Kapımıza dayanan mübarek bir misafir, gönüllere ferahlık getiren bir nefes...
Ramazan geldi, hoş geldi.
Cuma akşamının sükûneti, teravihlerin manevi coşkusuyla taçlanacak.
Cumartesi sabahı ise oruçlu bir günün huzuruyla başlayacak.
Ruhların arınacağı, kalplerin yumuşayacağı, duaların semaya yükseleceği bir zaman dilimi...
Gündemin hoyrat rüzgârları, insanı savurup dururken...
Kişisel dertler, memleket meseleleri, dünyanın karmaşası...
Her an değişen, dönüşen, yiten ve tekrar beliren bir kargaşa sarmalı.
İnsan, bu yoğunlukta en çok kendini unutuyor; ruhunun derinliklerine inen o kadim yolculuğu erteliyor.
Zamanın amansız akışı, ömrün ipini bir bir çözerken, yaratılış gayesini unutan insan, geçici heveslerin peşinde savruluyor.
Ölüm, bilinen en büyük hakikat, lakin en çok görmezden gelinen de gerçek.
İnsan, ölümlü olduğunu bildiği hâlde, ebedî bir yolculuğun hazırlığını savsaklıyor; âdeta başını kuma gömerek gerçeklerden kaçıyor.
Geçici dünyanın cazibesi, faniliğin unutturduğu hakikatler...
İnsan, en kıymetli sermayesi olan zamanı hoyratça harcıyor, israf ediyor.
"Bir fırsat daha!" diyeceği o kaçınılmaz günde, pişmanlıklar nafile birer yankıya dönüşecek.
Kaybedenlerden olmamak için zamanın sunduğu nadide fırsatları iyi değerlendirmek, ruhun ve zamanın pusulasını doğru yöne çevirmek gerek.
İşte, her yıl bir lütuf olarak kapımızı çalan Ramazan, kaçırılmaması gereken eşsiz bir fırsat.
Âcizliğimizin aynası, güç yanılgısının panzehri...
Ramazan, bize bizi hatırlatıyor; içimizdeki cevheri ortaya çıkarmak için bir davet sunuyor.

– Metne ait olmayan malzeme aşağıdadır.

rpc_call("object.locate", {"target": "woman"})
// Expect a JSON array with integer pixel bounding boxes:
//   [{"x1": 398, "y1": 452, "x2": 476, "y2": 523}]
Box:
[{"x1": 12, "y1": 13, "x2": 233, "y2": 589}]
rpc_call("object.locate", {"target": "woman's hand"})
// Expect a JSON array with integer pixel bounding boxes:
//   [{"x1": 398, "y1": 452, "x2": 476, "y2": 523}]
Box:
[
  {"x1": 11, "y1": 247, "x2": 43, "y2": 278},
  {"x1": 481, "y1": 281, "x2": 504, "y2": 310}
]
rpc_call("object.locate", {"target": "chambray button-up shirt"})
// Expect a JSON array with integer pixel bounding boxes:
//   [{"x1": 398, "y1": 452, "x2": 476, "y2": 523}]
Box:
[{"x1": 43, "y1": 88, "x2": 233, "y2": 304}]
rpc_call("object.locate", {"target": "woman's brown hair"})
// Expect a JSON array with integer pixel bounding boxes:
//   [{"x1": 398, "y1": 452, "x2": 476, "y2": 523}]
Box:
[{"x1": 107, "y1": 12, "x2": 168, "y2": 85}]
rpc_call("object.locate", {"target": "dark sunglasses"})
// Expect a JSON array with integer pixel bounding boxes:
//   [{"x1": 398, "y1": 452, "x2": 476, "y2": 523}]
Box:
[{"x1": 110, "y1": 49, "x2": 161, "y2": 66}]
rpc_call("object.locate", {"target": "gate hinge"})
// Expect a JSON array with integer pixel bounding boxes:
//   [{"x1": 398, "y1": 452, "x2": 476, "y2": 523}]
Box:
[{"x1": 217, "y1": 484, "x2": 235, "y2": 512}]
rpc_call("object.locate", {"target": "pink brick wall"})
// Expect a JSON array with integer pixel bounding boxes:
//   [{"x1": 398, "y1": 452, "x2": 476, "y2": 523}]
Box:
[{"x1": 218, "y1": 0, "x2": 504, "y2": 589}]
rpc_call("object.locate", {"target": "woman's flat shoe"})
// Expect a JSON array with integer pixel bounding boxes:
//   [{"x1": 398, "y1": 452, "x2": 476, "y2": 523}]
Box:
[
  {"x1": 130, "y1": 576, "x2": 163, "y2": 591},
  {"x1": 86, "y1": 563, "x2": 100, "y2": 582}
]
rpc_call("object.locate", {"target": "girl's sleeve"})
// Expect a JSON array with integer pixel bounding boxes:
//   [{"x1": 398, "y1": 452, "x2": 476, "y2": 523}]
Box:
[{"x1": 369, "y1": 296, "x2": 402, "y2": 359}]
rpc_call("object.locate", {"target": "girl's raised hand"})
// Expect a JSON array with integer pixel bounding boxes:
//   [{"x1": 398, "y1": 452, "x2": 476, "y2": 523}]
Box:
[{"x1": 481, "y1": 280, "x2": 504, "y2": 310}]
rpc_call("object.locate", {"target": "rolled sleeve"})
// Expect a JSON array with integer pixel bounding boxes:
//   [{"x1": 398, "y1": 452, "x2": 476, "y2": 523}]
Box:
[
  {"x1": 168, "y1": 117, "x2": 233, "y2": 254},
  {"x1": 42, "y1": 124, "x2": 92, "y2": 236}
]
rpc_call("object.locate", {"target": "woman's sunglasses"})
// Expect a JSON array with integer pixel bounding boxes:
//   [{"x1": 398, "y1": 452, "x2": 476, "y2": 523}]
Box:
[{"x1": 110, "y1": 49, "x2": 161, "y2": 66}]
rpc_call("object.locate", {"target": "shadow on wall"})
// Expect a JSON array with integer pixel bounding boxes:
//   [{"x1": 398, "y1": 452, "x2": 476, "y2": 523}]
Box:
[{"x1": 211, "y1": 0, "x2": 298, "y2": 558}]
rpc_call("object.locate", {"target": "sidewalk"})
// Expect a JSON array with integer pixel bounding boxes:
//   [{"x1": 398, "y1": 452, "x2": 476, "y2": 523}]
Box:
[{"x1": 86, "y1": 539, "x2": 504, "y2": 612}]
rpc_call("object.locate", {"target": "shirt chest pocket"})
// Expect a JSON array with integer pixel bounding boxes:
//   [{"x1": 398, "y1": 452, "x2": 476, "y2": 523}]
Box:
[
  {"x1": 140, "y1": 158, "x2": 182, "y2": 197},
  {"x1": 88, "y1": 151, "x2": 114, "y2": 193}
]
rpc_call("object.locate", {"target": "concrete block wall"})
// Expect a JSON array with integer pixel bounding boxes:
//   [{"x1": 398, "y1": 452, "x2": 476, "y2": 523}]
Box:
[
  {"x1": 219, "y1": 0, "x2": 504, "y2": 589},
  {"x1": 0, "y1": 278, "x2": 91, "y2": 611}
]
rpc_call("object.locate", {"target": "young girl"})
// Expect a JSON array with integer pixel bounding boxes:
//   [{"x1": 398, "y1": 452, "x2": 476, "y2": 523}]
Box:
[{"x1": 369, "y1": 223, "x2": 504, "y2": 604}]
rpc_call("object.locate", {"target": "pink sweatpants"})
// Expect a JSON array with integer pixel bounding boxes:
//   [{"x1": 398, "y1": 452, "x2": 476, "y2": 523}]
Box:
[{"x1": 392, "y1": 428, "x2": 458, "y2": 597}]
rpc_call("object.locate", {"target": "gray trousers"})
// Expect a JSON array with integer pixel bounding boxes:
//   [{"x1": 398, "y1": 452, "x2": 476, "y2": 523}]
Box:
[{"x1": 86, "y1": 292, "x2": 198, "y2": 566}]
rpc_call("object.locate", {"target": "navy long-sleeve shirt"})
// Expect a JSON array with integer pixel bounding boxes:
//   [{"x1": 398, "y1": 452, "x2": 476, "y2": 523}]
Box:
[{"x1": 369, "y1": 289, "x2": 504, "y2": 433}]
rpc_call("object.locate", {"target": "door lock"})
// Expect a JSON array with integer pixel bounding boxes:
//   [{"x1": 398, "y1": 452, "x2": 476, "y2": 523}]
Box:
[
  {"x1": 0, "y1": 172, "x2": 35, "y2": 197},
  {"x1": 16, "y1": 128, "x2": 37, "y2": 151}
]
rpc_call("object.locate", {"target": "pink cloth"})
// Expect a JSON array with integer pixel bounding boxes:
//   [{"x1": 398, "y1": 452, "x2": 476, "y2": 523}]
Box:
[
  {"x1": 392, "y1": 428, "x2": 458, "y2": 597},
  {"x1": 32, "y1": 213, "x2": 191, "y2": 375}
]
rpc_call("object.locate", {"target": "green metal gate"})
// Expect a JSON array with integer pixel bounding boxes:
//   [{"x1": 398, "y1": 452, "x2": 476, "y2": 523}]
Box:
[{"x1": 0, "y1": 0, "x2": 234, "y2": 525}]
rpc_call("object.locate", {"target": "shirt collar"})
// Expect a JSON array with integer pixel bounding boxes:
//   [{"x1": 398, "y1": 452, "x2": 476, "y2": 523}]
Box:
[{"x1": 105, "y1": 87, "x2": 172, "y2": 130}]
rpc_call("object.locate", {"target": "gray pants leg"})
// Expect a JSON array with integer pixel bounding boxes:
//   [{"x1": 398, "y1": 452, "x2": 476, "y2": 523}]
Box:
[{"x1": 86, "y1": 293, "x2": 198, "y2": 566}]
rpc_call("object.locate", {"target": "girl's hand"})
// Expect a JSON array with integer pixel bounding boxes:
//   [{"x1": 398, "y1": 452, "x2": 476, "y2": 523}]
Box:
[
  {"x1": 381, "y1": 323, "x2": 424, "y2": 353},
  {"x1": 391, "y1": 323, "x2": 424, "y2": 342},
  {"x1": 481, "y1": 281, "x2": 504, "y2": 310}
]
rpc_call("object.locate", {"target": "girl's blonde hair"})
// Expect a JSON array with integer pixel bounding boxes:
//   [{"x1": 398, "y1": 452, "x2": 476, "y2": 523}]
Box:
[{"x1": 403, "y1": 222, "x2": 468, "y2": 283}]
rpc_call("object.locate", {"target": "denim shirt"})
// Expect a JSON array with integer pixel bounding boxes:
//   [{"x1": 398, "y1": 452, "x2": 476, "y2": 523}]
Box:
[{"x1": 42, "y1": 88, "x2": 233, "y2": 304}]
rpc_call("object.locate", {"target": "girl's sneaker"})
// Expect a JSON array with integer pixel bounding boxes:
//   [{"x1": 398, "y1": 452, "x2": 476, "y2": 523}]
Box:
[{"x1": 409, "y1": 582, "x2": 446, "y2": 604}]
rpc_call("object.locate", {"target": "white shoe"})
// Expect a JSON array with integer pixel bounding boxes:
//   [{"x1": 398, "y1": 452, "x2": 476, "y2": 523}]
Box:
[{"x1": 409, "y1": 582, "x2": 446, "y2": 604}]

Yaratıcımızla bağımızı kuvvetlendiren, daha iyi bir insan, daha güzel bir toplum inşa etmemiz için bir ikramiye.
Bu müstesna nimete sırtını dönen, kıymetini bilmeyen için ne büyük bir kayıptır!
Zira Ramazan, gündemler üstü bir gündemdir; ruhun ve zamanın kıblesidir.
Bize "Bir saniye dur!" diyor, "Ne ile karşı karşıya olduğunu idrak et!" diyor, "Asli gündemini hiçbir geçici gündem değiştirmesin!" diyor.
Siyasetin geçiciliği, ekonominin dalgalanmaları, ulusal veya uluslararası gündemlerin baskısı ve dayatmalarına kapılmadan asıl gayemizi hatırlatan bu tür hatırlatmalar, karanlıkta yolunu kaybetmiş bir yolcuya fener tutmak gibidir.
Çünkü insan, en önemli şeyleri en çok unutandır ve ona bu hakikatleri hatırlatacak bir rehbere her zaman ihtiyaç vardır.
Ramazan, sadece bir ay değil, aynı zamanda bir mekteptir; nefsin terbiyesi için bir fırsattır.
Bu mübarek zaman dilimi, kalplerin pasını siler, ruhları aydınlatır.
Oruç, sadece yemekten içmekten kesilmek değil, aynı zamanda ruhun arınması, kalbin temizlenmesidir.
İnsan, bu ayda, kendi iç dünyasına bir yolculuk yapar, eksiklerini görür, hatalarını anlar.
Ramazan, sadece geçmişin muhasebesini yapmak değil, aynı zamanda geleceğe umutla bakmaktır.
Bu ayda, inananlar, daha iyi bir insan olmak için söz verirler, daha güzel bir dünya için dua ederler.
İşte bu sebeple; Ramazan, sadece bir ay değil, bir ömür boyu sürecek bir yolculuğun başlangıcıdır.